RICHMOND, Va. (AP) -- Experiencing nausea, headaches or other side effects from prescriptions or over-the-counter medicines?
Researchers say tweeting about it or posting your concerns online could one day help alert drug companies and federal regulators to problems more quickly -- potentially saving lives and money.
The project at the University of Virginia and West Virginia University, still in its infancy, capitalizes on the idea that many companies -- pharmaceutical and otherwise -- already use the Internet to get consumer product and service feedback.
Sifting through innumerable posts on Twitter, Facebook, online message boards and blogs, the researchers will search for early warning signs of adverse drug reactions and interactions normally reported to the Food and Drug Administration and pharmaceutical companies through official channels by consumers and doctors.
People are increasingly turning to the Internet to find out what's ailing them, complain about their symptoms or read up on personal health issues, said Ahmed Abbasi, a professor of information technology at U.Va.'s McIntire School of Commerce in Charlottesville.

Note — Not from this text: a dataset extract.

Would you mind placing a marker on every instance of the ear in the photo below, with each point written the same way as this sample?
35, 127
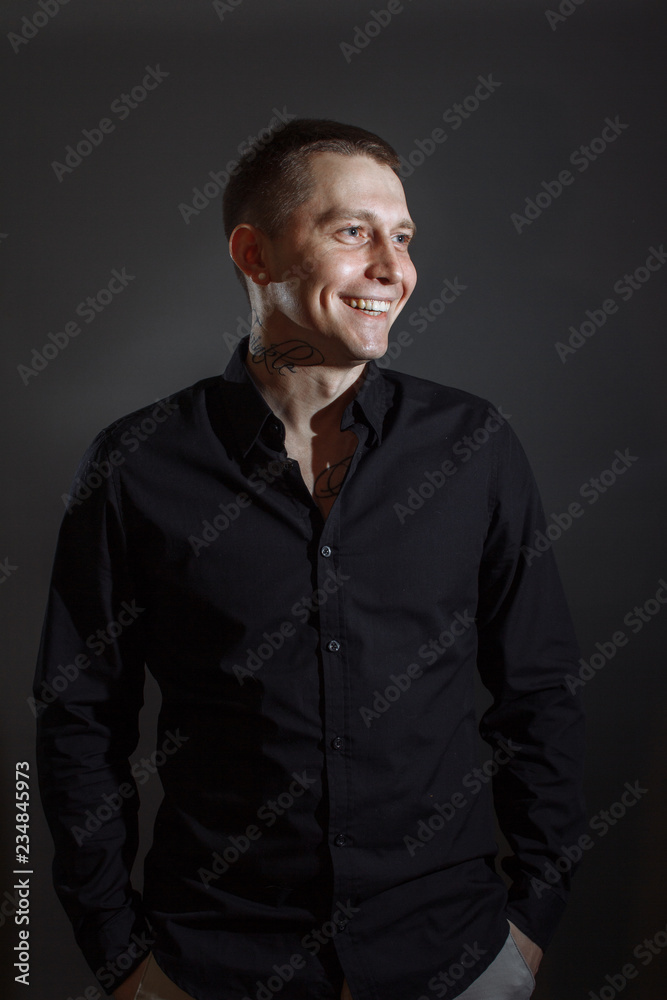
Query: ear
246, 248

He says using data from social media could help modernize drug surveillance and have major public health, safety and business impacts.
The research team hopes sharing its findings with the larger medical community through a manageable database would allow the industry and regulators to investigate adverse drug reactions sooner and help patients too, said West Virginia University computer science professor Donald Adjeroh, who is co-leading the team.
"If you get one thousand people saying the same kind of thing [about a drug], you know that there is maybe something going on somewhere," Adjeroh said.
Funded by a $130,000 grant through the National Science Foundation's Smart Health and Wellbeing program, the project builds on earlier work analyzing online posts from 2000 to early 2012 for mentions of 20 drugs. Researchers say the earlier effort detected adverse drug reactions - in some cases years earlier than current methods.
Abbasi said their data mining of online sources was able to identify patients experiencing tendon ruptures after using the popular antibiotic Cipro at least two years before the FDA issued its most urgent "black box" warning for the drug and similar antibiotics in 2008.
Despite the rigorous testing and clinical trials before new drugs are on the market, sometimes side effects don't show up until they are used by a large number of people.